私、この「文七元結」がなかなか好きになれないのです。娘が吉原に身を売ってつくった五十両を見ず知らずの馬鹿男にやるっておかしいだろと。「そこをそう感じさせないように聞かせられてこそ」っていう意見も前に聞いたことがあるけれど、いやもうそういうレベルじゃなくて、どんなに上手な人がやったとしても、それは無理があるだろうと。

十両盗んで首が飛ぶ×5を知らない男にやるってなんだ、と。

また長兵衛はそれ以外でもクズすぎるし(博打にのめりこむことより、娘がこしらえた五十両なのに、それに礼が言えないどころか「この馬鹿が」とか悪態をつくのが、もうクズ過ぎ)、文七はボンクラにも程があるし(盗まれたかどうかもわからないボンクラ!事実確認してから飛び込むなりなんなりしろ!)、全然感情移入出来ないわけなのです。

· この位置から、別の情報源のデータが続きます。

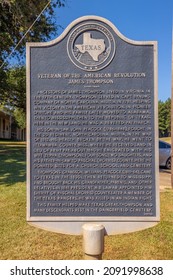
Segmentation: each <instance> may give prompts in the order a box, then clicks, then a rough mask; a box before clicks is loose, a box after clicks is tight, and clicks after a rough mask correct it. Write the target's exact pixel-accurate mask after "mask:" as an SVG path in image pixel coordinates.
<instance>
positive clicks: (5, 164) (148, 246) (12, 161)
mask: <svg viewBox="0 0 173 280" xmlns="http://www.w3.org/2000/svg"><path fill="white" fill-rule="evenodd" d="M25 152H26V147H25V143H14V142H0V259H1V260H2V259H4V260H7V259H8V260H16V259H19V260H22V259H32V260H37V259H38V260H44V259H47V260H62V259H64V260H65V259H68V260H70V259H73V260H74V259H75V260H80V259H83V252H82V237H81V236H73V235H63V234H58V233H53V232H48V231H44V230H41V229H38V228H35V227H32V226H30V225H28V224H27V222H26V156H25ZM103 259H105V260H106V259H107V260H108V259H113V260H114V259H120V260H123V259H126V260H135V259H139V260H142V259H144V260H145V259H147V260H153V259H156V260H162V259H164V260H172V259H173V191H172V190H167V191H165V192H162V193H161V222H160V223H159V224H158V225H157V226H155V227H153V228H150V229H146V230H143V231H139V232H135V233H129V234H123V235H114V236H106V237H105V252H104V254H103Z"/></svg>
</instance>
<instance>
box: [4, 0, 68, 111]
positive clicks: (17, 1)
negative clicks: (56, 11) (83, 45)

が、龍玉さんがやると文七に金をやる時に、かなり逡巡する、そうとうに逡巡する(それはもう顔芸もすごいし、伸びたりしゃがんだり動き的にも物凄くじたばたする感じ)。最初はあげる気もさらさらなさそうだし、あげようか…という気持ちになりかけても、何度も出しかけては仕舞い、又出しかけては仕舞い、あげく迷い過ぎる余り「んっ○にょぅ★※おぅ~」って、よくわかんないうなり声まで上げてる。そして散々迷った挙句に投げつけて行ってしまう。

このあっさりあげない部分があるから、龍玉さんの「文七元結」は「腑に落ちない」って気持ちを余り感じることがなく聞ける。

江戸っ子気質としては「あっさり五十両をやる(もしくは、あっさりやってるように見栄を張ってる)」方が正しいのかもしれないけど、個人的には「娘が体を売って作った五十両」を知らない奴にあっさりやっちゃうのが江戸っ子なのかよ?、と思うのでした。

今日も50分近い長講だったけど、最後までビシッと集中したカッコいい高座でしたとさ。